Does a Security Analyst Trust Machine Learning Technology
When we published a post on contextualizing trust, several business officials started asking a question from our support executives that – Does a security analyst trust the analytical solutions that are powered by the Machine Learning technology?
As per our experts’ opinion, the answer to this question is NO (in the majority of cases). Now definitely your mind might be prepared to ask the next question i.e., ‘why the answer is no?’ In order to give an answer to this, we have to move a little bit back. We believe that it will work to go a moment back and understand some basics involved in machine learning technology and analytics. This will help in getting the best answer to this query.
Before we begin with the major technical part first, you have to revise some important terminologies. So let’s get started!
Definition of Important Terminologies
- Machine Learning – Machine learning technology helps computer machines to learn and create assumptions like human beings. The capability of learning and analyzing is gained through data, expert skills, and presence in the real world. The algorithms could detect big data, convert it into information, assume future events, and reveal mysterious secrets from the stored data. This offers clients a measure to secure lives, assume those at heart disease and strokes’ risk, track possible threats, ignore data breaches, predict cloud threats, identify internal attacks, and stop cybercriminals. These algorithms could be aimed at addressing human nature to make predictions and, prevent internal malicious attacks. This secures companies from malware is as yet unaddressed by security products.
- Analytics – Analytics provide a means for converting data into effective and efficient information that helps in decision-making. This identifies useful insights and patterns of the existing data like trying to understand the client’s behavior to predict the purchasing habits. In the world of cloud data security, analytics play a vital role in identifying risky end-users or internal attacks by concentrating on user’s behavior.
Now Comes the Trust Question
If machine learning algorithms have this capability, why don’t we believe its observations? On basis of the research, we believe that the following issues are the causes:
- The answer to the ‘what is the need to trust algorithms question is still missing from the process.
- Major absence of proper cloud data security training for business employees.
- The core layer of expertise level is completely absent.
- Lack of regulations and defined social norms.
It seems to be a perverse pleasure in describing how self-driving cars could crash, automatic recognition of images could racist errors, and neural networks are coded for cracking passwords, with much less focus located on all the advantages available for users from machine learning technology.
Filling the Gaps with Machine Learning Technology
Even in dreams where machine learning algorithms have gained a near-perfect status, it is secure to predict that being human, security analysts will still have reservations about the output of machine learning technology. Following listed are six fields, which needs to be looked at to detect them:
- Human-based AI – If an individual is provided with a little bit of control over algorithms, he or she will use products that are powered by machine learning technology. The feature to:
- Control and update the outcome
- Ignore the false results, and
- protects users from false alarms’ effects
all render the confidence for which we are confident and have the ability to ignore false alarms. Most importantly, the algorithms are helping users in making decisions – they are not for replacing them.
- Context-Based – Distrust could result when ‘what’ and ‘why’ reasoning is absent around the queries like:
- Why has the algorithm has defined an individual as a risky person?
- What does that particular output mean?
- What is the reasoning behind observations?
Machine learning technology is all about data analysis and detection of a useful pattern. Assuming that the technology will work perfectly on its own is not a good assumption.
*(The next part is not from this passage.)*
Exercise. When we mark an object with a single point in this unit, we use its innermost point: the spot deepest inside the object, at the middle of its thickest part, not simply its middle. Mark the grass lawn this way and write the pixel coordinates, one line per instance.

It requires security analysts to describe a better scenario and come with the actual correct outcome. Not only analysts but, software developers also show their active participation in the same because this helps in recognizing the false positives.
- Investigation-based – Around 62% of security threats are caused because of human unintentional errors while working. In such a case, it is not at all good to blame ML technology for the occurrence of cybercrime. Organizations must investigate false-negative scenarios to detect whether its:
- Users who failed in noticing the cloud security alert, or
- The ML algorithms failed in discovering the threat.
In either situation, we are profiting – if it’s an algorithm that is improper, we have a chance to upgrade it. Also, this will simultaneously help in improving users’ mechanism of visualization and alert.
Trust Has Its Importance
Is it possible to build trust between analytics and its end users by adding data, case studies, investigations, following social norms, and educating about models? The answer to this question is simply Yes! Integration of the explanation, power for controlling the final output, false-negative investigation, and ML made up by social norms, is an approach to fill the gap between security analysts and machine learning technology-powered analytical solutions.